6/Confused

10K 654 24
                                    

6

*****

Senyum indah terurai dari bibir Andini, Al berjalan mendekat, lalu duduk tepat di samping perempuan itu. Andini menarik selimutnya, menutup tubuh bagian atasnya hingga ke leher, mereka masih saling menatap dan diam.

Al seperti sibuk mengagumi wajah Andin, sedangkan Andin sibuk mengangumi senyum manis laki-laki itu, lekuk wajahnya dengan garis tulang yang tegas, juga bulu-bulu halus yang tumbuh di sekitar dagunya. Perasaan nyaman yang luar biasa ketika mereka bersama, membuat kedua nya seolah tak perlu punya banyak kata-kata untuk saling menerima.



Dia menarik sedikit tubuh Al untuk duduk di dekatnya, lalu bergelayut di lengan laki-laki itu seolah ingin mengatakan bahwa "aku mencintai mu" perempuan itu menempelkan kepalanya, lalu seolah rasa takut menyergap dirinya yang detik sebelumnya masih merasa tenang. Dia mungkin merasakan sesuatu yang hilang dari dirinya, yang membuatnya harus terus memegangi Aldebaran agar tak pernah pergi. Agar laki-laki itu tau bahwa Andini takut kehilangannya.



"Andini..."
"Iya?"


Al tersenyum, "Terima kasih banyak ya" tangannya membelai lembut kepala Andin, dengan rambutnya yang berantakan dan bibir merah muda alami nya itu, membuat Andin nampak begitu sempurna.

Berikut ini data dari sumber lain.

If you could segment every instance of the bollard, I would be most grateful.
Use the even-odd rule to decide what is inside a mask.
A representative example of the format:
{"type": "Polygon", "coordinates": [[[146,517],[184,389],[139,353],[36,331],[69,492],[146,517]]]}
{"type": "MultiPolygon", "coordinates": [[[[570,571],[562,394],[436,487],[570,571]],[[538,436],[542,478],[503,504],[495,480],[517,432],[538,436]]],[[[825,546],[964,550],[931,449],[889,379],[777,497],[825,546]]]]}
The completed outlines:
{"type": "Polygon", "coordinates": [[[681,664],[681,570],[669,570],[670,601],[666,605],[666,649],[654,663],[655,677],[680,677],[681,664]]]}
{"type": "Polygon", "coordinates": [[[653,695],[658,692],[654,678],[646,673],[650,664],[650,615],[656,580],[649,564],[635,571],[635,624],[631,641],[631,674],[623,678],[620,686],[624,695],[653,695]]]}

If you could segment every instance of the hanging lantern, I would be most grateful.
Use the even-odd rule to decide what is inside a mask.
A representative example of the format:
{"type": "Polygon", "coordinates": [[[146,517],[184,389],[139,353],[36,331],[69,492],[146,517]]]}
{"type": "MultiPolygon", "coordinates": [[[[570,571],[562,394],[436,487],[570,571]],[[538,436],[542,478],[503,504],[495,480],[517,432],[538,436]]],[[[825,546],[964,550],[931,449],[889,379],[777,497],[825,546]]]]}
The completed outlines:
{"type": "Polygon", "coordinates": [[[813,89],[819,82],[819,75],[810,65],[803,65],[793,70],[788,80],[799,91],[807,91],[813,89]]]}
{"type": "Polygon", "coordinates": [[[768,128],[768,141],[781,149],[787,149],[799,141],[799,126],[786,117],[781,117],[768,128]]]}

"Makasih apa?" tanya Andin
"Semalam"



Andini terdiam, dia nampak sesekali menunduk, sebenarnya Andini berpikir tentang apa yang sudah dia lewati semalaman bersama Aldebaran, dia seperti tak percaya, dia telah melewatinya. Sesuatu yang tak pernah dia pikirkan. Ada sedikit penyesalan di benak nya, ada sedikit rasa 'Kenapa aku lakukan ini?' yang terus berkecamuk dalam dirinya, namun lagi-lagi Aldebaran menghancurkan kekhawatiran nya.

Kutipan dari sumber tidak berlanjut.